February 7, 2020

Gerald Neuman files amicus curiae brief to US Supreme Court on review of expedited removal


Gerald Neuman, Co-Director of the Human Rights Program and J. Sinclair Armstrong Professor of International, Foreign, and Comparative Law at Harvard Law School, recently filed an amicus curiae brief to the US Supreme Court in a case about the habeas corpus rights of refugees. The case involves the power of federal courts to review decisions about deporting recently-arrived refugees who have been refused protection and are being returned to their home countries.      

Department of Homeland Security v. Thuraissigiam concerns Vijayakumar Thuraissigiam, a Tamil who fled his home country of Sri Lanka in fear for his life. Soon after arriving, Thuraissigiam was denied asylum in the United States and immigration officers ordered his removal.

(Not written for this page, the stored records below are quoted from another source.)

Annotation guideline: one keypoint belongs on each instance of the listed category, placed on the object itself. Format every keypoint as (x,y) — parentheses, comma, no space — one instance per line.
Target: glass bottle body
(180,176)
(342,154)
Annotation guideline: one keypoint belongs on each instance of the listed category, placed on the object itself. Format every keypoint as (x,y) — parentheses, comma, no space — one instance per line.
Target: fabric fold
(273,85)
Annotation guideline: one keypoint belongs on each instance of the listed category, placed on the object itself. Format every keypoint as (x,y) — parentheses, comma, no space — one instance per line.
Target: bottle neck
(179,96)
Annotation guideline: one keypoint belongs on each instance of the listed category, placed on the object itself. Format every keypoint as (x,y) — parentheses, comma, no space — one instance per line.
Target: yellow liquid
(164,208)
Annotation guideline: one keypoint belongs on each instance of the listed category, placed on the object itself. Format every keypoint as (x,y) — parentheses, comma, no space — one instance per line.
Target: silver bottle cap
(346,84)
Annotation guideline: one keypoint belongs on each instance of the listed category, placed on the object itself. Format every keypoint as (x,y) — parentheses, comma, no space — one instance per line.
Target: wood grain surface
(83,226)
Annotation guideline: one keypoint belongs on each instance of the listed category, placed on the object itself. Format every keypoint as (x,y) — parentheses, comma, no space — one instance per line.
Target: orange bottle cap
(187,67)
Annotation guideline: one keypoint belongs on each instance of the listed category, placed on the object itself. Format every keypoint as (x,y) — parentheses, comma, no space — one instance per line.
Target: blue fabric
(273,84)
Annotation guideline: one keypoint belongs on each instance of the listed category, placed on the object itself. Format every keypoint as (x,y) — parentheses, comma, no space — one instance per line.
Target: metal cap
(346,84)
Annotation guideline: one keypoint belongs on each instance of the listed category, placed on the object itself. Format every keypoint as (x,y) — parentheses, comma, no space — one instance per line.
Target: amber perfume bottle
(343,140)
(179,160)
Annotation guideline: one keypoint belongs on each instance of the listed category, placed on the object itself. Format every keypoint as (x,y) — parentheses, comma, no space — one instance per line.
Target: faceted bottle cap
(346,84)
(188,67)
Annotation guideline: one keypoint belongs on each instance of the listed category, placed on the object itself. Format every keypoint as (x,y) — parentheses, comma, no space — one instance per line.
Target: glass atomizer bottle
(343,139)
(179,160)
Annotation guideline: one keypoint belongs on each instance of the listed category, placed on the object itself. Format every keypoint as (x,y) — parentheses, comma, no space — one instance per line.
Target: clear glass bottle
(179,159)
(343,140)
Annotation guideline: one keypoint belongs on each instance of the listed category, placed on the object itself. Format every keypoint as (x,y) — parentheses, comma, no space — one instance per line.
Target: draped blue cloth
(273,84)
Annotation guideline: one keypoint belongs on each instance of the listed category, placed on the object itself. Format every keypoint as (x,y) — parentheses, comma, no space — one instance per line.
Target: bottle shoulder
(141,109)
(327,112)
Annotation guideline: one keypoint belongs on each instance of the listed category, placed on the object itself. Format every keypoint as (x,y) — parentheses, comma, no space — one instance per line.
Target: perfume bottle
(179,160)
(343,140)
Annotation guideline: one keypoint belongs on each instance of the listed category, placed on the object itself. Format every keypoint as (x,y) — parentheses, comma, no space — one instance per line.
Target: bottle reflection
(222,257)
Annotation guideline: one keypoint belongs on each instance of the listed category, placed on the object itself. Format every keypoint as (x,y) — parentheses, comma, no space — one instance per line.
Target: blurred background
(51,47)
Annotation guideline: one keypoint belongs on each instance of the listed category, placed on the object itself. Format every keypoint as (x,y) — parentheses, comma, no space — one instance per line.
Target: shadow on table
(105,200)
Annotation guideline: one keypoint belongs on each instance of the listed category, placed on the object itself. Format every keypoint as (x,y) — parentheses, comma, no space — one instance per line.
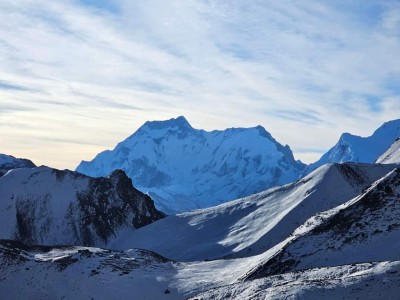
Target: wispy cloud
(95,70)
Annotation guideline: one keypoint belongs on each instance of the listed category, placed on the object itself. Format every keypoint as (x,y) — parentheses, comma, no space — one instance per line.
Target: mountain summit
(183,168)
(360,149)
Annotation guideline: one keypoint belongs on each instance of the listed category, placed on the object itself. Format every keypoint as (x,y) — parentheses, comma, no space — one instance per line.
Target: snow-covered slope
(392,155)
(254,224)
(94,273)
(360,149)
(379,280)
(9,162)
(364,229)
(51,207)
(184,168)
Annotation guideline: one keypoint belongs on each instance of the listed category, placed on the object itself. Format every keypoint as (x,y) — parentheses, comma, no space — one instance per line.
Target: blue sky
(77,77)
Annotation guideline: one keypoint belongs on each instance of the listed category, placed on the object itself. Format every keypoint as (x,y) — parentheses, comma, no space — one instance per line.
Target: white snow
(183,168)
(360,149)
(392,155)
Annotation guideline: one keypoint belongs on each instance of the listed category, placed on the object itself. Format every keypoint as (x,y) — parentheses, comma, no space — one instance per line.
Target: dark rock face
(9,162)
(367,222)
(48,206)
(111,203)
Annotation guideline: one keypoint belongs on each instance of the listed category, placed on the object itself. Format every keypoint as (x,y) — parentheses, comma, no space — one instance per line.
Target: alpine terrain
(183,168)
(360,149)
(9,162)
(51,207)
(392,155)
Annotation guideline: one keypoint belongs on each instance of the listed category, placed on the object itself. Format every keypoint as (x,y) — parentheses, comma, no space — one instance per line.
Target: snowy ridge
(94,273)
(365,229)
(252,225)
(9,162)
(52,207)
(183,168)
(375,280)
(360,149)
(392,155)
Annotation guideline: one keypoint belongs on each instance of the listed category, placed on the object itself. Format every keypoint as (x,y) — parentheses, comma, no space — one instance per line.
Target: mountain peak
(179,122)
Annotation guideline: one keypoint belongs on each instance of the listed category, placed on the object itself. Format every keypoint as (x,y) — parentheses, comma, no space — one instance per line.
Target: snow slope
(254,224)
(364,229)
(360,149)
(51,207)
(183,168)
(9,162)
(392,155)
(32,272)
(378,280)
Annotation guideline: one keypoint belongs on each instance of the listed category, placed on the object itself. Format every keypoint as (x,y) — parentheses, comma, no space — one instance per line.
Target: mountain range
(355,148)
(328,233)
(51,207)
(183,168)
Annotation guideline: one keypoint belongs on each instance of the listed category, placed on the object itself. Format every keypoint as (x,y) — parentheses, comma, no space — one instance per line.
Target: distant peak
(179,122)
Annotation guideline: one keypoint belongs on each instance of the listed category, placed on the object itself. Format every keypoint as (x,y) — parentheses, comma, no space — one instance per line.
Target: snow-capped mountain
(392,155)
(32,272)
(51,207)
(364,229)
(360,149)
(254,224)
(9,162)
(183,168)
(375,280)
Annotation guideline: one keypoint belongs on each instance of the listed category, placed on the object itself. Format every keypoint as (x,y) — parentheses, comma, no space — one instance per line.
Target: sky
(79,76)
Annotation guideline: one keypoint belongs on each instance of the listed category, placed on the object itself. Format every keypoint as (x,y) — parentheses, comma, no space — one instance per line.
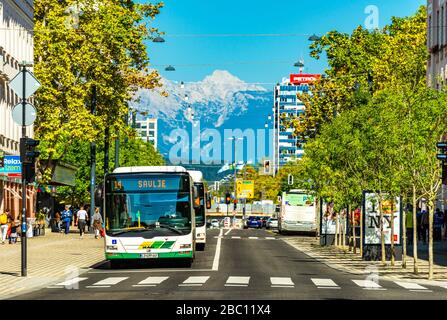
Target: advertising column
(371,225)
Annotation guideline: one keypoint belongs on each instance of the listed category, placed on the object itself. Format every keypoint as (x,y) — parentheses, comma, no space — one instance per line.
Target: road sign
(31,84)
(245,189)
(30,114)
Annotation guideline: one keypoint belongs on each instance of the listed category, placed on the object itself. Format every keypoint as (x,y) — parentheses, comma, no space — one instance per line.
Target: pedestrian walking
(66,217)
(13,235)
(57,219)
(97,223)
(82,218)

The case challenges statutory limits on judicial review of “expedited removal” decisions against noncitizens who have recently entered the United States. Expedited removal – an executive procedure recently expanded by the Trump administration – provides very minimal opportunity for individuals to present their claims.  The Ninth Circuit held that the denial of any judicial review of the legality of the removal decision violated the Suspension Clause of the U.S. Constitution. That clause prohibits the suspension of the writ of habeas corpus, except during invasion or rebellion. The Government seeks to overturn the Ninth Circuit holding, and more broadly to undo existing precedent on the right to habeas corpus for migrants facing removal. The Supreme Court agreed to hear the case, and a decision is expected in the spring.

The amicus brief of seven leading Scholars of Habeas Corpus Law demonstrates, on the basis of history and precedent, that the Suspension Clause protects noncitizens against unlawful detention and removal. It shows how the statutory limits on judicial review of expedited removal are radically inconsistent with the constitutional guarantee of habeas corpus.